Monday, August 20, 2012

Invasion


            They’re digging up the Parkinson’s yard next door. I don’t know why. Nobody tells me anything and I don’t ask.
            I heard the truck—or trucks—arrive this morning in the dark, not even 6 o’clock—and the huff and wheeze of air brakes, a clang, something metal unhitching or opening, more wheezing, more metal, a single man’s voice.
            When I finally got up to see who had started my morning so early—6:14—I saw two white panel trucks, back door lids up, empty insides gaping, right in the Parkinson’s yard on the grass. The sun was still rising and the garish lights from the Murphy’s deck art on the other side of the Parkinson’s blinded me. But the trucks looked empty and were next to a digger on skids—not skids—what do you call those things? Paul would know. Where is Paul when I need him?
            I called him. What do you call . . . I couldn’t think how to describe it. You know, I said, on the bottom of the machine that digs holes.
            What are you talking about? he said.
            I could tell I had waked him up, another sensible human being against rising before the sun is fully in the sky.
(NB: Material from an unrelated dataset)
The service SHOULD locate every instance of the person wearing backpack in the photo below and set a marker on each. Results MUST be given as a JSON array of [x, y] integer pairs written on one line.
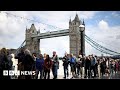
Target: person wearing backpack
[[65, 65], [47, 66], [4, 63], [72, 65], [55, 65], [39, 66]]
            So I told him the whole thing as best I could, still not 6:20 in the morning and no coffee in sight. I’d have to brush my teeth before I felt human, put the water on, find the coffee—it always migrated to the last place I looked in the refrigerator.
            Anyway I told Paul about the gaping white trucks and the digger thing, the one man’s voice, although now I couldn’t see a soul out there. That’s what they do, I told him, wake a person up, then crawl back in bed themselves. I’ve heard that trucks have beds behind the cab. They crawl back in bed with a smile on their faces. I can just see it. And they leave that digger thing . . .
            Paul interrupted me in the middle of my explaining the digger thing. It’s not skids on the bottom. Does it have long flat pads that move it along, roll it along, that can go anywhere, like a tank?
            That’s it. I didn’t say it to Paul, my job to protect him, but what a thought—tanks invading our neighborhood, my very yard, in the middle of the night. Somebody should do something.
            Mother?
            I’m talking, I said.
            Mother? he interrupted me, talking too loudly.  He can’t seem to remember to modulate his voice. They’re called treads, he said, tractor treads.
            Oh, right, I said. Thank you. I felt so much better. I like to know the right word for everything. What are you doing up so early? You need your eight hours, I said, then hung up quickly so he’d remember I wasn’t one of those mothers who nag.